Que dira M.  le duc de Praslin de cette négociation si promptement entamée et conclue ? Il m’a donné de l’ardeur. Je pense qu’il conviendrait que Sa Majesté permît qu’on mît dans le contrat qu’elle donne huit mille livres à Marie, en forme de dot, et pour payement de ses souscriptions. Je tournerais cette clause ; elle me paraît agréable ; cela fait un terrible effet en province : le nom du roi dans un contrat de mariage au mont Jura ! figurez-vous ! et puis cette clause réparerait la petite vilenie de monsieur le contrôleur général. J’en écris deux mots à M.  le duc de Choiseul[8] et à Mme  la duchesse de Grammont[9], La petite est charmée, et le dit tout naïvement : elle ne pouvait pas souffrir notre demi-philosophe[10].

Au reste, vous sentez bien que mariage arrêté n’est pas mariage fait, qu’il peut arriver des obstacles, comme mort subite ou autre accident ; mais je crois l’affaire au rang des plus grandes probabilités équivalentes à certitude.

Mes divins anges, mettez tout cela à l’ombre de vos ailes.

N. B. Hier il parut que les deux partis s’aimaient.

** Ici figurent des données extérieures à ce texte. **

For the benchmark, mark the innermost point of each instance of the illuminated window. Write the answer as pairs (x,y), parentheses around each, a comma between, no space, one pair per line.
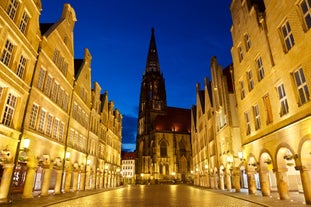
(61,132)
(248,123)
(33,116)
(21,67)
(248,42)
(288,37)
(302,87)
(41,120)
(257,117)
(41,79)
(261,71)
(241,54)
(7,53)
(55,128)
(250,80)
(9,110)
(267,103)
(54,91)
(283,100)
(12,8)
(242,90)
(305,6)
(49,124)
(24,22)
(48,85)
(163,149)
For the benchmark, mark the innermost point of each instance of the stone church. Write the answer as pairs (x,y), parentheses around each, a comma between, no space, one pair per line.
(163,142)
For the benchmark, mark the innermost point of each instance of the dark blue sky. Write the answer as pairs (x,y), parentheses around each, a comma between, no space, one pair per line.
(117,33)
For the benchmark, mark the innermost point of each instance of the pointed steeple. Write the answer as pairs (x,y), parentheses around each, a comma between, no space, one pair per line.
(152,59)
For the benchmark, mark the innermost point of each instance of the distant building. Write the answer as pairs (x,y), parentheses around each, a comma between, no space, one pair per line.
(128,167)
(163,143)
(58,134)
(272,78)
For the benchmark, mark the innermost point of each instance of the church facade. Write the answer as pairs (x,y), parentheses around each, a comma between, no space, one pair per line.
(163,143)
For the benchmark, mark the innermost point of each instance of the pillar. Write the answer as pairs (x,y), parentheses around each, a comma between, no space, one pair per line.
(251,182)
(221,182)
(264,182)
(82,181)
(57,187)
(236,179)
(306,180)
(282,184)
(30,178)
(5,182)
(75,181)
(46,180)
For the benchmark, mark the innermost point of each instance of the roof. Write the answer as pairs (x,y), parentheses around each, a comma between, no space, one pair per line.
(176,119)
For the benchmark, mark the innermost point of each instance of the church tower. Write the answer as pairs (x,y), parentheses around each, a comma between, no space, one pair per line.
(163,145)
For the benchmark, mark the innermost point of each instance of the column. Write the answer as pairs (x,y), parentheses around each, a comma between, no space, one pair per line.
(305,175)
(75,181)
(251,182)
(82,181)
(282,184)
(46,180)
(57,187)
(264,182)
(221,182)
(228,180)
(30,178)
(5,182)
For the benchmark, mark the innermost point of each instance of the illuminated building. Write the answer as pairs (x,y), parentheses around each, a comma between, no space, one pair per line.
(163,144)
(57,133)
(128,167)
(272,78)
(216,140)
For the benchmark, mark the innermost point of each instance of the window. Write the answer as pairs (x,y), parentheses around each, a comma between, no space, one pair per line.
(48,85)
(266,100)
(241,55)
(9,110)
(21,67)
(248,42)
(7,53)
(49,124)
(283,100)
(248,123)
(54,91)
(163,149)
(257,117)
(41,79)
(33,116)
(12,8)
(302,87)
(24,22)
(55,129)
(242,90)
(305,6)
(261,71)
(287,36)
(250,80)
(41,120)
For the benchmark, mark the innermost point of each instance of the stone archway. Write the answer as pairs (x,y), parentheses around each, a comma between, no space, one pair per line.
(304,165)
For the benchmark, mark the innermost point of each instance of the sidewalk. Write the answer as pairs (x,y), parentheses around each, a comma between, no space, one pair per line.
(296,199)
(50,199)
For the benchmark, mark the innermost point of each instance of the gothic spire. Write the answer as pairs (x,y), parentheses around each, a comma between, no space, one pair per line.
(152,60)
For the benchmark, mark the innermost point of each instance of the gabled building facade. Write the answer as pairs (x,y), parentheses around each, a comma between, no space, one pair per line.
(272,79)
(163,144)
(58,134)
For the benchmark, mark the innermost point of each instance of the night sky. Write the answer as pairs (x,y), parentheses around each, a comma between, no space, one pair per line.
(117,33)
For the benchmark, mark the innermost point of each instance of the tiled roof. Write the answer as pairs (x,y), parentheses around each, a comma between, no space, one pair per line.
(176,119)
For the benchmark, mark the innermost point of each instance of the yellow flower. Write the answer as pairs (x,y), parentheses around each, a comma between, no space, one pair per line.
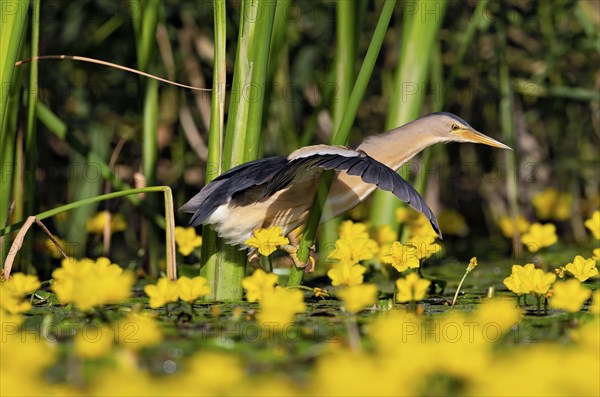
(87,283)
(320,292)
(267,240)
(278,308)
(411,288)
(582,268)
(349,231)
(595,306)
(406,215)
(593,223)
(569,295)
(472,264)
(424,246)
(96,223)
(385,235)
(539,236)
(527,279)
(191,289)
(345,273)
(52,250)
(187,240)
(137,330)
(352,252)
(453,223)
(258,284)
(358,297)
(94,342)
(401,257)
(507,225)
(551,204)
(12,304)
(21,284)
(163,292)
(417,223)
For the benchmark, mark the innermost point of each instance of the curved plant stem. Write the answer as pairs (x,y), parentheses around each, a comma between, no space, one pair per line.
(341,136)
(169,218)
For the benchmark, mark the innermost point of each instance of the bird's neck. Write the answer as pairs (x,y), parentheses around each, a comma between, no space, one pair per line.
(394,148)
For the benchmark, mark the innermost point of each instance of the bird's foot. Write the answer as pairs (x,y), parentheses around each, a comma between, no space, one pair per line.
(292,251)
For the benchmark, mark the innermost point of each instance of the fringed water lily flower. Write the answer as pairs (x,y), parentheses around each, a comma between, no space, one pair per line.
(258,284)
(539,236)
(569,295)
(593,224)
(412,288)
(358,297)
(163,292)
(344,273)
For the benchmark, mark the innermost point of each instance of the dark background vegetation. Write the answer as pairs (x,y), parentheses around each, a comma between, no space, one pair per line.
(552,55)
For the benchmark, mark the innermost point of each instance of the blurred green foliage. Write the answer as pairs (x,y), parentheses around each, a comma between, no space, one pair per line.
(552,56)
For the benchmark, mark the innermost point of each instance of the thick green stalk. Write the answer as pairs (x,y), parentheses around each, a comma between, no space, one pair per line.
(508,130)
(12,29)
(59,129)
(244,126)
(145,30)
(30,147)
(210,242)
(341,136)
(410,80)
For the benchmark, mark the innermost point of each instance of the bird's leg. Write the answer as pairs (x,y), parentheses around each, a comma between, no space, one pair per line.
(253,259)
(292,251)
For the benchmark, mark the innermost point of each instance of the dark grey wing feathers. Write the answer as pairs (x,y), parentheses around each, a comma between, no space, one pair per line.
(370,171)
(221,189)
(276,173)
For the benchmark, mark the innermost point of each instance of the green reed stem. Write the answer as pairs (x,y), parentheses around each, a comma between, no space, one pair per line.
(419,33)
(341,137)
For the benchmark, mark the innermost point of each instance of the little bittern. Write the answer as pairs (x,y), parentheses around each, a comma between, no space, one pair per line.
(279,191)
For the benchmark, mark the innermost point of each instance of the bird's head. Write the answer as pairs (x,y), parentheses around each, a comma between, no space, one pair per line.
(451,128)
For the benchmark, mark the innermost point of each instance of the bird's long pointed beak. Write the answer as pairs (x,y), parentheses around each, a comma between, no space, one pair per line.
(478,137)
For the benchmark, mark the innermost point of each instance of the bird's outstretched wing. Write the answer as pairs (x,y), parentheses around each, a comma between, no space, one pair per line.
(354,163)
(221,189)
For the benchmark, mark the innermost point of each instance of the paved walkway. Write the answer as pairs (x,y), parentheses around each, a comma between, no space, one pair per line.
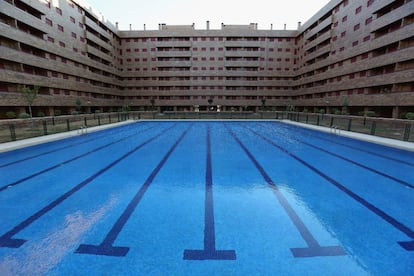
(53,137)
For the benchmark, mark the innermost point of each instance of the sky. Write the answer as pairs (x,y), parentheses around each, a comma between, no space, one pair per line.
(186,12)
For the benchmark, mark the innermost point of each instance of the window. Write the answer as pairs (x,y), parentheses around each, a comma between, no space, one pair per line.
(370,2)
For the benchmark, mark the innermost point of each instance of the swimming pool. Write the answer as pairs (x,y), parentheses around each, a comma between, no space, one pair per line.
(207,198)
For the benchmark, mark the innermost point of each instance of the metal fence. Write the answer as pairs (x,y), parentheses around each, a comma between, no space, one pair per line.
(18,129)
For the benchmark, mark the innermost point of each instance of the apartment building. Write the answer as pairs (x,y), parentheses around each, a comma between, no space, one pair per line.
(351,55)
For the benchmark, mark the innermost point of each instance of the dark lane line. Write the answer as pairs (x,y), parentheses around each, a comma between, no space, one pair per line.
(106,247)
(307,132)
(400,181)
(51,151)
(7,240)
(12,184)
(209,252)
(314,248)
(382,214)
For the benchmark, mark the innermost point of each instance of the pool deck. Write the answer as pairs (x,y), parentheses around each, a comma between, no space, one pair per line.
(359,136)
(53,137)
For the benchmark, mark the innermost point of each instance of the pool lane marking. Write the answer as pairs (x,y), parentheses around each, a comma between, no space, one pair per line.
(317,136)
(7,240)
(106,247)
(55,150)
(407,245)
(400,181)
(314,248)
(209,252)
(9,185)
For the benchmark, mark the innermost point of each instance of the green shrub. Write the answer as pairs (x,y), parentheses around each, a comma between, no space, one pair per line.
(409,115)
(24,115)
(11,115)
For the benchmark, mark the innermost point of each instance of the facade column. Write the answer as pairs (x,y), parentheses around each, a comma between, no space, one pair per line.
(395,112)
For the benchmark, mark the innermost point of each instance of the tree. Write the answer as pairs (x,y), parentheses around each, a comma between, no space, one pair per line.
(30,95)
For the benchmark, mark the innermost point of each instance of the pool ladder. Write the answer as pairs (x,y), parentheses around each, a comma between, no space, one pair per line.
(83,130)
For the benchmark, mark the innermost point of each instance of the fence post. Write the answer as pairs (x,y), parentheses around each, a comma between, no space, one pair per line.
(373,127)
(349,124)
(12,132)
(44,127)
(407,132)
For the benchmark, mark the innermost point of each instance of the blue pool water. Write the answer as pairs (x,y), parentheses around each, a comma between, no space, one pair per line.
(207,198)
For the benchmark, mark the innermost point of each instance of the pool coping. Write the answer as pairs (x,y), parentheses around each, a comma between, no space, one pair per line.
(9,146)
(409,146)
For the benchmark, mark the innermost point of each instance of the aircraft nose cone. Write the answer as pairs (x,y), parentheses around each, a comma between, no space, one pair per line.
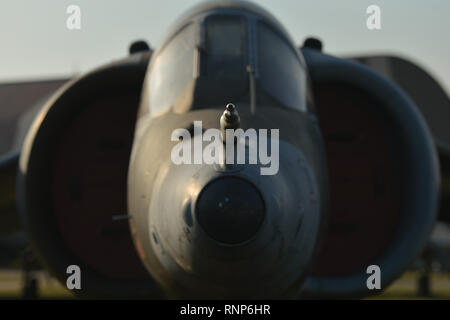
(230,210)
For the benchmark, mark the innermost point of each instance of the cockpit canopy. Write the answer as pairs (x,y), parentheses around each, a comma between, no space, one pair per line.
(212,58)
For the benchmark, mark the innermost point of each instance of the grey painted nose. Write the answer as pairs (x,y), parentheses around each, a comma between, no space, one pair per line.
(230,210)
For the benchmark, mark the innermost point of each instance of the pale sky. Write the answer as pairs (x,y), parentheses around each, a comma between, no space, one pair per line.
(35,42)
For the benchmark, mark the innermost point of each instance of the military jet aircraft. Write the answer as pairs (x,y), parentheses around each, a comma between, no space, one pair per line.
(95,184)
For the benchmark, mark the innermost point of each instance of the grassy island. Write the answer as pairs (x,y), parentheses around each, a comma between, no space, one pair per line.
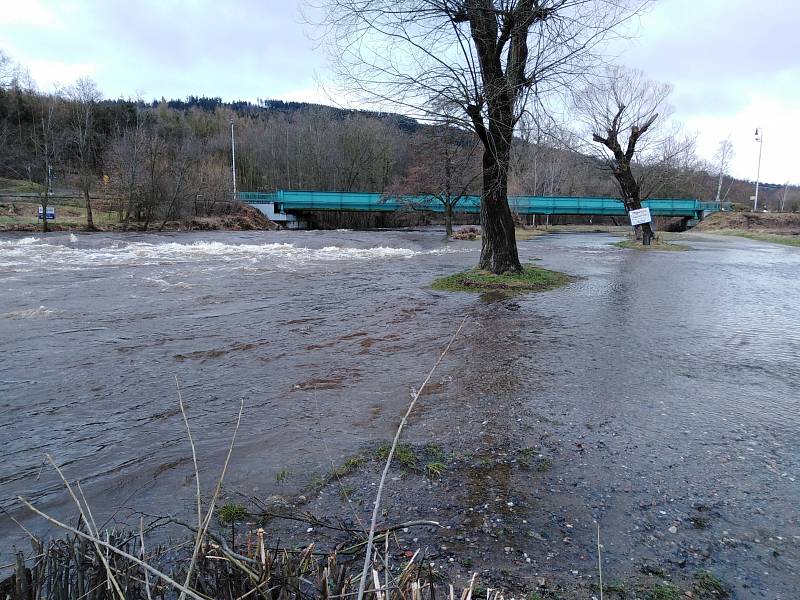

Depuis ma lettre écrite, j’ai signé les articles. Si nous avions le consentement de la petite poste[11], je ferais le mariage demain ; ce n’est pas la peine de traîner, la vie est trop courte.

  1. Les frères Cramer.
  2. Philibert Cramer.
  3. Voyez ci-après, page 357.
  4. Pour la tragédie d’Œdipe.
  5. Expression des Femmes savantes, acte III, scène v.
  6. Probablement le Mémoire de Sudre, dont il est parlé tome XXIV. page 365.
  7. Claude Dupuits de La Chaux épousa Mlle  Corneille le 12 février 1763.
  8. Cette lettre manque.
  9. Cette lettre manque aussi.
  10. Vaugrenant.
  11. Le père de Mlle  Corneille était facteur de la petite poste : voyez la note, tome XLI, page 47.